“Learning to Fly”
(My take of “Welcome to Holland” by Emily Perl Kingsley)
So special needs parenting is a bit like going on a trip to Disneyland.
Everyone is headed to Disneyland, so you board your own flight and get ready for the “magic.”
Except, some time in the middle of the flight, you find out you are not actually going to Disneyland. Your flight is different.
And as a matter of fact, you don’t know WHERE you are actually flying. Nobody does. And you have no way to find out.
You are actually the only ones on the plane.
And to top it off, you realize there are no pilots and you have to learn to fly and navigate the plane yourself or crash.
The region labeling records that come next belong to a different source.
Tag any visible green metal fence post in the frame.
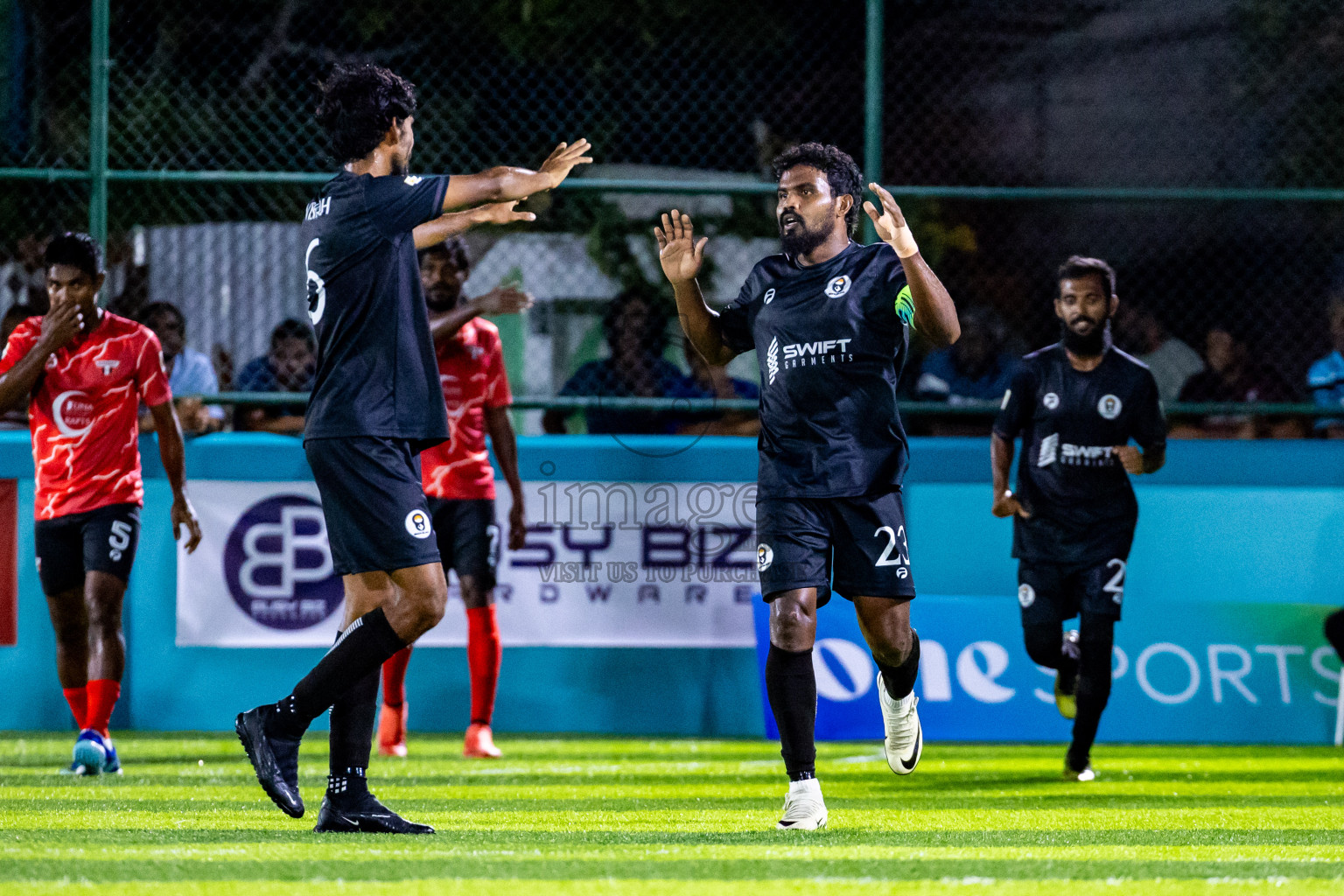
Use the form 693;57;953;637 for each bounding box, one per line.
860;0;885;243
88;0;111;247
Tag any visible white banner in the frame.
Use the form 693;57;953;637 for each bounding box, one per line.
178;480;760;648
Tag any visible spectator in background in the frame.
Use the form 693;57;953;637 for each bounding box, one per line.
676;336;760;435
1306;294;1344;438
1116;302;1204;404
1172;326;1302;439
542;290;700;434
140;302;225;435
915;308;1020;404
235;317;317;435
0;302;40;430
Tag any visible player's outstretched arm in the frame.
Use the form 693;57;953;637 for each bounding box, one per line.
149;402;200;554
0;302;83;411
411;199;536;248
994;432;1031;520
863;184;961;346
444;137;592;211
653;208;738;364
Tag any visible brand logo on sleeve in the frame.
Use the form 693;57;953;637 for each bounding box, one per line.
827;274;853;298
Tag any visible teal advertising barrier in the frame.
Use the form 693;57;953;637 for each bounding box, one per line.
0;432;1344;743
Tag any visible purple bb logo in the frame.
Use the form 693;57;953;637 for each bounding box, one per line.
225;494;346;632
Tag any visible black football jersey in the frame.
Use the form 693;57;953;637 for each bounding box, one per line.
301;171;447;452
995;344;1166;565
719;243;914;499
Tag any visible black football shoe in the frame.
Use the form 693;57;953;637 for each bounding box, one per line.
313;788;434;834
234;704;304;818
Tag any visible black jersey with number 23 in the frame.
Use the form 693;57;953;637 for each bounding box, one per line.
719;243;914;499
995;344;1166;565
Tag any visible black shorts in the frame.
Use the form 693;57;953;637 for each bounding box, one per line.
1018;557;1128;626
304;435;438;575
757;490;915;607
32;504;140;594
429;499;500;592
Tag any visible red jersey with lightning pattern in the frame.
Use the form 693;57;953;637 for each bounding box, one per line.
0;312;172;520
421;317;514;500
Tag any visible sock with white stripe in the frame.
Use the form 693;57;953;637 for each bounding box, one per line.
269;607;406;738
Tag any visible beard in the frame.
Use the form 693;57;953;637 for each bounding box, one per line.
780;219;833;258
1059;317;1110;357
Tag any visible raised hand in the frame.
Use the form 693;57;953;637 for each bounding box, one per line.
989;492;1031;520
42;302;83;352
653;208;710;286
474;286;532;316
537;137;592;188
472;199;536;224
863;184;908;243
And in the cockpit, there are a million buttons and knobs and no manuals.
So you have to figure it out.
Eventually, you come to accept that you probably won’t ever make it to Disneyland like everyone else. Maybe you will, but you will most likely end up somewhere else.
And sometimes you long for the happiness that Disneyland may have brought.
But one thing you will learn, is that being at Disneyland isn’t the only thing that brings happiness.
You learn to find joy in the little things.
Instead of celebrating at Disneyland, you learn to celebrate the fact that you learned how to simply turn the plane.
When you figure out how to make the plane go up and down, you celebrate.
When you figure out how to work the landing gear… yeah. You celebrate that too.
Every little victory, you celebrate.
But you worry a lot too.
Where will you finally land? Will it be ANYTHING like Disneyland?
What happens if you haven’t learned how to land the plane before it runs out of fuel?
What if “this…?” What if “that?”
There are a million other questions that cause you anxiety, but you learn to push those thoughts aside.
You’ve got no time for that negativity.
You may not know how to land yet, but you are confident you will figure it out eventually.
Because even though you have no idea what you are doing, you just taught yourself how to do a barrel roll.
And that’s something you would have NEVER learned with a simple trip to Disneyland.
You learn to find happiness in the journey. Not just the destination.